- Directed by: John Edginton
- Starring: Pink Floyd, Roger Waters, Peter Jenner, Bob Klose
- Narrated by: Kirsty Wark
- Music by: Pink Floyd, Syd Barrett
- Original language: English

Production
- Executive producer: Basil Comely
- Producer: John Edginton
- Editor: Ray Frawley
- Running time: 60 min
- Production company: Otmoor Productions

Original release
- Network: BBC Two
- Release: 24 November 2001

Related
- VH1 Legends: Pink Floyd & Syd Barrett

= The Pink Floyd and Syd Barrett Story =

BBC 2001 TV documentary

The Pink Floyd and Syd Barrett Story is a 2001 television documentary produced by Otmoor Productions for BBC Two's Omnibus series and originally called Syd Barrett: Crazy Diamond (in the US, a slightly modified version aired as Pink Floyd & Syd Barrett in the VH1 Legends series in January 2002). Directed by John Edginton, the film includes interviews with all the Pink Floyd members – Roger Waters, David Gilmour, Nick Mason and Richard Wright – plus the "fifth Pink Floyd", Bob Klose, who left the band in 1965, getting their points of view on the original band founder Syd Barrett. The film includes rare early television appearances of Pink Floyd, and home movies.

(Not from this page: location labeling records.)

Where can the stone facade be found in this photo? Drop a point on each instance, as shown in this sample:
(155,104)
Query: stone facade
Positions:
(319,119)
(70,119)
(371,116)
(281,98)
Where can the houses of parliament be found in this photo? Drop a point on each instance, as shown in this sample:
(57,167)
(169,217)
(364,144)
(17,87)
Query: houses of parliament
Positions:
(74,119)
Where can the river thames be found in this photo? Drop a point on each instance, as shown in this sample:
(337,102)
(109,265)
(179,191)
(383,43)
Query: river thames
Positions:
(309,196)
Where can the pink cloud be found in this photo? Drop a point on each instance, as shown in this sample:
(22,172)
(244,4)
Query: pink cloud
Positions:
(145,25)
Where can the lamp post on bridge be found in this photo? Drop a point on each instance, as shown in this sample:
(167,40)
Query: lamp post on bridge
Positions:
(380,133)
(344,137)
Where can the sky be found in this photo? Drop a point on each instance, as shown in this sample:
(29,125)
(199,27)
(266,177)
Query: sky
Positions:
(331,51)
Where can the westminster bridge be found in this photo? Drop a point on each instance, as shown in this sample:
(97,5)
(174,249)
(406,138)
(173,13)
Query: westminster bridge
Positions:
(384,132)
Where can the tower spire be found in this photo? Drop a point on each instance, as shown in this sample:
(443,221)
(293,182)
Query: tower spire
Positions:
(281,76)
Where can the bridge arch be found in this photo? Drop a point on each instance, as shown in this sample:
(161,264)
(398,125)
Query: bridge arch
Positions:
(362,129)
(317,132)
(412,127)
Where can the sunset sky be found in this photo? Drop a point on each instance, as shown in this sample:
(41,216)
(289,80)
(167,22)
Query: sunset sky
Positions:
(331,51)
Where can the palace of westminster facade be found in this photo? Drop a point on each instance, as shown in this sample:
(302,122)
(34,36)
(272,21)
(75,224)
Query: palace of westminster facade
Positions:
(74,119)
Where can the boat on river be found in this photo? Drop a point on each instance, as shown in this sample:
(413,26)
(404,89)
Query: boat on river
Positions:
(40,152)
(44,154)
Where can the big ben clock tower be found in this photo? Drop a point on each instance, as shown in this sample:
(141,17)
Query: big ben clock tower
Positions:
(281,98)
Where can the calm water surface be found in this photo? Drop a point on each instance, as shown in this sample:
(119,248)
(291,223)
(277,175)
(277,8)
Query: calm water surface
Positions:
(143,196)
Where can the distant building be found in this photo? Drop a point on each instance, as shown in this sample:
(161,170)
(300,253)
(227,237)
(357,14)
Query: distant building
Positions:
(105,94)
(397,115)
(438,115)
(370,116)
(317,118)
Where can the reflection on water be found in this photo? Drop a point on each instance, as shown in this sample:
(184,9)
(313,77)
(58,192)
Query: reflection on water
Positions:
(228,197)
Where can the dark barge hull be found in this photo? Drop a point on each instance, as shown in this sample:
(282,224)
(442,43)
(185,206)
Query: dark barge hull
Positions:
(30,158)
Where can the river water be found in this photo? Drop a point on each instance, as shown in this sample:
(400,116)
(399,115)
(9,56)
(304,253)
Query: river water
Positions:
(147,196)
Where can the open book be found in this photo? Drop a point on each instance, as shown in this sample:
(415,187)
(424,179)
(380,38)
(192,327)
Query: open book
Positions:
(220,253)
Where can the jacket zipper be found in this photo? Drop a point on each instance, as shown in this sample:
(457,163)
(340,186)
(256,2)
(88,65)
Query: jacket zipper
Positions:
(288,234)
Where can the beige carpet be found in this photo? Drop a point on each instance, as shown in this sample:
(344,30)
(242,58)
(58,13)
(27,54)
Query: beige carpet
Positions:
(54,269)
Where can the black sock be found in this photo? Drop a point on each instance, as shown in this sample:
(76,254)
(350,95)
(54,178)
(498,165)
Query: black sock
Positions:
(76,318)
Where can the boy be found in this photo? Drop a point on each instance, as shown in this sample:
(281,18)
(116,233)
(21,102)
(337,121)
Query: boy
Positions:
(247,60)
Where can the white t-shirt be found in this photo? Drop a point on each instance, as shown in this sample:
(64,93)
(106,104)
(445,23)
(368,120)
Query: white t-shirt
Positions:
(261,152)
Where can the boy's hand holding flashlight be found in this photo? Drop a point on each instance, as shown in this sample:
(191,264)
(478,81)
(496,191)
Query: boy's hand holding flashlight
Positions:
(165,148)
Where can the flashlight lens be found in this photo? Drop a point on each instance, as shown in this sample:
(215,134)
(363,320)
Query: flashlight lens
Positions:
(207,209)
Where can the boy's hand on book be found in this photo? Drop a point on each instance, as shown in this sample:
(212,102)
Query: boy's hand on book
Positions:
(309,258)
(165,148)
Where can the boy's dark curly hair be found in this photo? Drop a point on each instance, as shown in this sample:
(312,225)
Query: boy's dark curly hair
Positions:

The film was first released on DVD on 24 March 2003. In 2021, the director and archivist, John Edginton, retrieved the original interview tapes and released them in full on his YouTube channel in a playlist/podcast titled Pink Floyd Interviews.

== Plot ==
The focus of the film is Syd Barrett, the lead vocalist and guitarist of the early Pink Floyd, who created their unique psychedelic sound and most of the band's early songs, including the singles "Arnold Layne" and "See Emily Play" and much of their first album The Piper at the Gates of Dawn.

Barrett's name passed into rock folklore when he was kicked out of Pink Floyd in 1968 and, after two solo albums, disappeared from music altogether amid rumours of a drug-induced breakdown.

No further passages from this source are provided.